Morale becomes low when after all the rushing around and multitasking and missing lunch a nurse does not feel that she provided good care. If there is too much work to be done, it will not all get done.

My med surg unit could have used one or two more nursing assistants. When several patients are incontinent, need feeding(takes a looong time), and help to the bathroom, a couple of good CNA's are worth their weight in gold.

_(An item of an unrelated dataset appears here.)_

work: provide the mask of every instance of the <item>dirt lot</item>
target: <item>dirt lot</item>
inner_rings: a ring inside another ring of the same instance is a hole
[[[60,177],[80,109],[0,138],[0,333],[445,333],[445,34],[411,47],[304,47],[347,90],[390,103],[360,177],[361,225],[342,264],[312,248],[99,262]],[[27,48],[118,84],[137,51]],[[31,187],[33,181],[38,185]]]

My hospital has a great IV team. This relieved the nurses of some of the IV starts.

NurseShelly

119 Posts

Specializes in MS, Hospice, LTC.

I've recently relocated and made the switch from an infectious disease unit to Med Surg, and I absolutely love it. I sing med surg praises to anyone who will listen. My mother, who is also a nurse at another facility, loves med surg as well, and doesn't hesitate to say "I told you so." So far, I love the variety of pts. I do have love/ hate for the pace. Sometimes, in order to keep up with orders, charting, new admits, and discharges etc... I feel like I'm failing my pts because I can't be more attentive. On the hand, I start my shift at 0700, and before I know it, its almost time to leave. I can't believe how much I'm learning either. I know I'll never know it all, and have a loooooooooooooooong way to go before I know nearly as much as my coworkers, but when I'm going through my assignment, assessing pts, checking labs etc... I'm finding that I know a little more each day. Unfortunately, at least I gather from my former classmates, the perception is that Med Surg isn't a specialty, and it just doesn't sound as good as going to the ER or an ICU. I know I lack experience, but I think in order to clear Med Surg units of the bad rep is to start by word of mouth from nurse to nurse to potential nurse. Hospitals/ employees also need give med surg the respect of being a specialty, just like the ICU's, ER, L&D etc.